India-EU trade

Context- The recently concluded 15th Summit of India and EU, the broad consensus that emerged is to strengthen the EU-India Strategic Partnership.

India-EU areas of convergence-

  • India’s largest trading partner, while India is the EU’s ninth biggest trading partner.
  • India is among the few nations that run a surplus in services trade with the EU.
  • Both share similar ‘universal values’ of democracy, pluralism, respect for international institutions and multilateralism.
  • Share common interest in tackling climate change, and building trade.

However, India’s exports in the competitive EU market are not doing well such as-

  • Agriculture Commodities– Apart from processed rice, the share of India’s agriculture commodities in EU’s import is invariably less than 3 per cent.
  • Marine products – EU imports more from ASEAN than India despite its longer coastline.
  • Labour intensive products– Bangladesh exports more such products like apparels and leather products than India.
  • pharmaceutical sector- EU imports more by-products of same (chemicals, rubber plastic products) from China and ASEAN than India

What are the reasons for lower share of Indian export in the EU market?

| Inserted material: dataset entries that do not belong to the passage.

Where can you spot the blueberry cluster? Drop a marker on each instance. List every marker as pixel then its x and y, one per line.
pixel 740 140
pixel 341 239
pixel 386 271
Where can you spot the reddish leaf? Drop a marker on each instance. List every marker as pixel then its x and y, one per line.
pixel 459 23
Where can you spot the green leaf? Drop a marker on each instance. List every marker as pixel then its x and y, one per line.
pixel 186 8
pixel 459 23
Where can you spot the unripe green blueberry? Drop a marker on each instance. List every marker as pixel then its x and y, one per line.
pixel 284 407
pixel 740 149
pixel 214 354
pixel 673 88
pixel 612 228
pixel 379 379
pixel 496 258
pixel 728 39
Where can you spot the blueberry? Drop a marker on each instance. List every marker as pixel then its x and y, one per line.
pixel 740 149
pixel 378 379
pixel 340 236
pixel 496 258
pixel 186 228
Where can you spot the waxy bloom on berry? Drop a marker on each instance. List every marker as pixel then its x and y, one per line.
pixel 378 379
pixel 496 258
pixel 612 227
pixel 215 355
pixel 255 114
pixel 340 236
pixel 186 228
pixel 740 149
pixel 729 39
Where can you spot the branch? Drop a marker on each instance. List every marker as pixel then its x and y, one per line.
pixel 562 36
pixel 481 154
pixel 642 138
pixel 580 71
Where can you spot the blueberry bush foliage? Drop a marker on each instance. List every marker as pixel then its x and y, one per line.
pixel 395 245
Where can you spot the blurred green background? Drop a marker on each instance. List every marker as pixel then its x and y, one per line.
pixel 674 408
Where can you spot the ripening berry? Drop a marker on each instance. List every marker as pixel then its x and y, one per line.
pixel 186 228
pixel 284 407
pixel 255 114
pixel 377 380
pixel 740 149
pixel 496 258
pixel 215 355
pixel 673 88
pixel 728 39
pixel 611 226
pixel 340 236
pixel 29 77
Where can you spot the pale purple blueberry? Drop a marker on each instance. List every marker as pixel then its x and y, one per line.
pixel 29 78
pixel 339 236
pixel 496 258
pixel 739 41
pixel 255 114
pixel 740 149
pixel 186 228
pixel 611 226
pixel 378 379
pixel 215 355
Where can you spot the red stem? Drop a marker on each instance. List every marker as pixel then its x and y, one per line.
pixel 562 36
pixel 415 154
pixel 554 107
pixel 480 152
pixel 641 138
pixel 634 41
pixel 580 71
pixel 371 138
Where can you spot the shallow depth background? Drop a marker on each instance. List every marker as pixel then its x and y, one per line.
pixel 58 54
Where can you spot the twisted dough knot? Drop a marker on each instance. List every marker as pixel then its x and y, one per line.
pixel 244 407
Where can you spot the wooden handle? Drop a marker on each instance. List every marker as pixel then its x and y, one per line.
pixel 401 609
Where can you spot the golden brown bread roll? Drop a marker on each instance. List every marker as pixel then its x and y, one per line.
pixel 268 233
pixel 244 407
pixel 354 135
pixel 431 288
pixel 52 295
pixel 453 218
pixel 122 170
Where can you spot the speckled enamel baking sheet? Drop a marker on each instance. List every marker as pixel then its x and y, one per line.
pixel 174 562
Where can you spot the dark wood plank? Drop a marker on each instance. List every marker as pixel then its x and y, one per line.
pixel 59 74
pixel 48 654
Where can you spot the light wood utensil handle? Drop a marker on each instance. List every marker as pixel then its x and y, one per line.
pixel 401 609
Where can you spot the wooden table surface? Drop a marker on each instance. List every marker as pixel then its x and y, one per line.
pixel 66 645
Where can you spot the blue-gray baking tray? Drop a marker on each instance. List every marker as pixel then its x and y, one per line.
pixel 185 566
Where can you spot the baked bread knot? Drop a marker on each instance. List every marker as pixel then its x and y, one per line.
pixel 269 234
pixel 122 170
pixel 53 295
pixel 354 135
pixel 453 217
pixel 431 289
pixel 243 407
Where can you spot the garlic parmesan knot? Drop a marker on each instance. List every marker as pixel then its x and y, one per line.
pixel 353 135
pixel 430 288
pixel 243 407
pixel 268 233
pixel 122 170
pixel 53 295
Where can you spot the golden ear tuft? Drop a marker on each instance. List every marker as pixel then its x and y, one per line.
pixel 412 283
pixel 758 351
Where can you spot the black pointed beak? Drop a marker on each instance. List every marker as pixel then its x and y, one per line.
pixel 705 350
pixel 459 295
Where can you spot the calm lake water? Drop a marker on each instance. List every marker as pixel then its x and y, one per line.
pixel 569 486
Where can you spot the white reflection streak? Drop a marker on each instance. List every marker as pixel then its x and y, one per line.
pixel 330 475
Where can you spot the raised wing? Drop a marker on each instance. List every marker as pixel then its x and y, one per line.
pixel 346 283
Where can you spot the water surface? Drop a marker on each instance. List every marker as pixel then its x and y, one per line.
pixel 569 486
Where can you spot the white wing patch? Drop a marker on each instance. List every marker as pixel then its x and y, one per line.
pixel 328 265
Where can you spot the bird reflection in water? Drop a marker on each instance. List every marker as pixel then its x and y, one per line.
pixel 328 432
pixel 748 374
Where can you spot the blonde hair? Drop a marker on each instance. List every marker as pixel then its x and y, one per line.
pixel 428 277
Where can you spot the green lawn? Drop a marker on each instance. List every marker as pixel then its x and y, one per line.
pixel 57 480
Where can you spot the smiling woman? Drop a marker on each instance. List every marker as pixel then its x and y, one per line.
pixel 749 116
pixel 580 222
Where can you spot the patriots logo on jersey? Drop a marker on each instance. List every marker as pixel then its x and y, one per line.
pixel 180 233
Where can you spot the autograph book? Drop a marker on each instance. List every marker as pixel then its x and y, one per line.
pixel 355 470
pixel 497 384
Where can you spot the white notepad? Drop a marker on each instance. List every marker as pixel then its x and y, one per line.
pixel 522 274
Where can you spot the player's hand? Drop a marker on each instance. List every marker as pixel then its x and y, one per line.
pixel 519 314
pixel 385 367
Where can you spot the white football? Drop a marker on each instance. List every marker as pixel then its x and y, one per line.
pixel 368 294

  1. High production cost in India leading to higher import cost in EU market compared to other countries;
  2. High logistics costs and poor connectivity that make Indian exports uncompetitive in EU market.
  3. Inefficiency in trade facilitation measures leading to high cost of export or consignments being rejected, which has spill-over effects.
  4. India’s exports being subjected to higher para-tariff in comparison to other countries.
  5. India’s exports not meeting the European standard. Indian products have been rejected/ banned due to failure to comply with EU standards and this legacy is affecting India’s exports.

How India can boost EU trade?

  1. Reduction on production cost– Advance logistics/trade facilitation measures can keep the production cost low which increases the competitiveness.
  2. Better infrastructure– This leads to lower logistic cost and faster and direct connectivity of consignment to Europe.
  3. Enhancing connectivity– Facilitating people’s mobility and connectivity to improve mutual understanding and create opportunities for innovation and growth.
  4. Following Chinese strategy– Indian products have been rejected/banned due to failure to comply with EU standard. On the flip side, China produces goods complying with European standards at higher price than what they produce for African/Indian market. This way, China protects their brand value and manages cost.

Way forward-

  • Indian producer needs to pay much more attention to complying with specific EU market standards.